BALTIMORE -- Beginning with his first at-bat on opening day this afternoon, Cal Ripken will be operating under the pressure of pursuing his 3,000th career hit.
That might turn out to be the easiest part of his 20th major league season. Ripken will likely get the nine hits needed to reach that milestone in April, which will leave him plenty of time to turn his attention toward a far more pressing goal: to stay healthy and duplicate the unprecedented offensive prowess he showed with the Baltimore Orioles in 1999.
Ripken hit .340 with a .584 slugging percentage last year, both career highs, but he twice was placed on the disabled list -- for the first time in his career -- because of back pain and played in only 86 games.
Returning from off-season back surgery, Ripken struggled offensively this exhibition season. But he remains confident that, despite turning 40 in August, he can continue to look as ageless as he did last summer.
"I think it's very possible. Last year proved to me that I still have the ability to become armed and dangerous at plate," he said. "I had very consistent power, hit to the opposite field and felt comfortable at the plate. I'd like to take that feeling into the box for 600 at-bats."

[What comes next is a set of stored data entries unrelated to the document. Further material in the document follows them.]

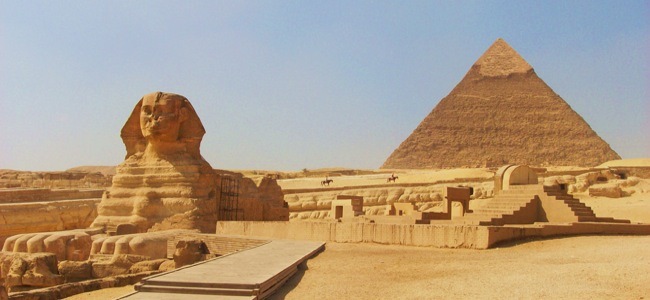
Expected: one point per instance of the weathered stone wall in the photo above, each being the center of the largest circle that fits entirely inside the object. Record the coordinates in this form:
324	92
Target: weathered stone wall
43	217
34	195
57	180
440	236
317	204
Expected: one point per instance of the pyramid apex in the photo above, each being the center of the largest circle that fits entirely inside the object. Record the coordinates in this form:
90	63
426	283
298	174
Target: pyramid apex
501	60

This has been a one-of-a-kind spring for Ripken, who rarely encountered any health problems while assembling his record-breaking string of playing in 2,632 games from 1982 to 1998. He had never spent time on the disabled list before last season and now is experiencing the unusual sensation of bouncing back from surgery.
"Sometimes I've been a bit overly cautious," Ripken said. "I'm not making excuses for the results, but I'm more concerned with some things I've taken for granted for years -- hitting the ground diving for a ball, sitting on the bench during a long inning, sliding into second base.
"It's been an adjustment. It seems to be going OK, but I'd like to get to the point where I don't have to think about it," he said.
He won't be able to avoid thinking about 3,000 hits on opening day, because the Orioles plan to post his hit total on the warehouse behind the stadium at Camden Yards. The warehouse was last used in that fashion in 1995 as he closed in on Lou Gehrig's record of playing in 2,130 games.
Ripken was a bit overwhelmed by the attention he received back then, and therefore would prefer to get his 3,000th hit as quickly as possible -- ideally, during the Orioles' six-game, season-opening homestand.
"The attention part of it changes the focus and changes your approach. I'd much rather try to diffuse things and operate in a normal environment," he said. "It's hard enough to play the game without adding extra things. I know there will be a sense of relief once I get nine hits, because then I can get back to a routine."
Only 23 players have 3,000 career hits. Orioles manager Mike Hargrove played 12 years and barely made it to the halfway point.
"I don't think the average fan really realizes how many hits 3,000 are," Hargrove said. "To get 3,000 hits you need a minimum of 10,000 at-bats. To get that many at-bats, you have to stay healthy, you have to play a long time, you have to have talent. I think it's one of the most difficult things in baseball to achieve."
Despite his back problems, Ripken has slowly worked his body into shape for the rigors of a 162-game season.
"He's showed me how strong he is. Obviously, he has a quick recovery time," Hargrove said. "He's gone through all the drills, not backed off any of them and led 99 percent of them in enthusiasm."
More and more this spring, Ripken has been questioned about retirement. His answer: It all depends on how he plays, and feels, this season.
"I'm enjoying the moment, however long it lasts," he said. "I know this much: I can't say this is my last year. You have to lay it on the line and find out what you can do, so I'm going to do that as long as I can. The retirement thing will take care of itself."